2
votes

Writing a demonstration code (matrix multiplication) for my students in order to show that one MUST use the cache correctly even when using parallel code, I have found that using C++2011 threads ( via boost::thread ) outperforms OpenMP (parallel for) threads by more then a factor 2 !

The only possible explanation I can imagine is that in C++2011 each thread always runs on the same core.
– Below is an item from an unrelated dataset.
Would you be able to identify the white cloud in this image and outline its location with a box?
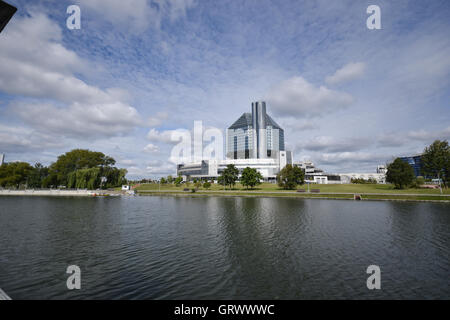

So there is the possibility to keep data on cache.

Could this be real ?

The demo code is quite long (and boring same matrix init and multiply repeated four times in the correct, wrong ( bad cache access ), scalar and OpenMP ) and can be found at :

http://www.giuseppelevi.com/uploads/3/2/9/8/3298932/matrix_mul_boost_thread.cpp

The compiler I'm using is VS2010. BOOST 1.45 Processor : Intel Core I5 M430. omp_get_wtime() was used to profile each part of it. In order to give some numbers in a run I obtained this figures:

Scalar execution time: 14.42 sec

BOOST Thread: 2.28

OpenMP Thread: 5.10

Because there are only 2 physical cores with hyperthreading the 6.31 speedup ( vs scalar ) obtained by BOOST Thread is quite surprising and "anomalous".

1
I'm going to downvote just because there isn't much relevant information here. Post code, profiling information, etc.Pubby
How does boost::thread version runs VS omp version with 1 thread only? Try changing omp scedule to dynamic/static with various chunking.Anycorn
Comparing two different implementations, both using threads, does not show superlinear acceleration. Superlinear acceleration means that when we double the number of threads/cores used (but the program is otherwise the same) we get more than double the performance. I don't think this is ever seen. Approaching a linear improvement is the ideal that designers strive for. Even if the threads have completely independent work which is integrated into the final result at a very low cost, how can it be superlinear.Kaz
I believe that it is true that each Windows thread is pegged to a particular core. When a core has a context switch, this does not force a dump and reload of the L3 cache. L3 is reloaded as needed. So if a core has a quick switch out of context and then back again, the L3 cache stays mostly intact.ThomasMcLeod
Something is very strange here... I would be very surprised if you even got 3x speedup with hyperthreading, but 6x with 2 cores + HT is just impossible. Either your serial version is somehow unnaturally slow, or the parallel version does not work correctly. Have you tried to verify at the end if the parallel implementations return correct results?Tudor

1 Answers

0
votes

By default, schedule(static,1) will be used, which often results in false sharing, and can result in sometimes suboptimal scheduling. Try schedule(guided) instead, this often results in much better scaling.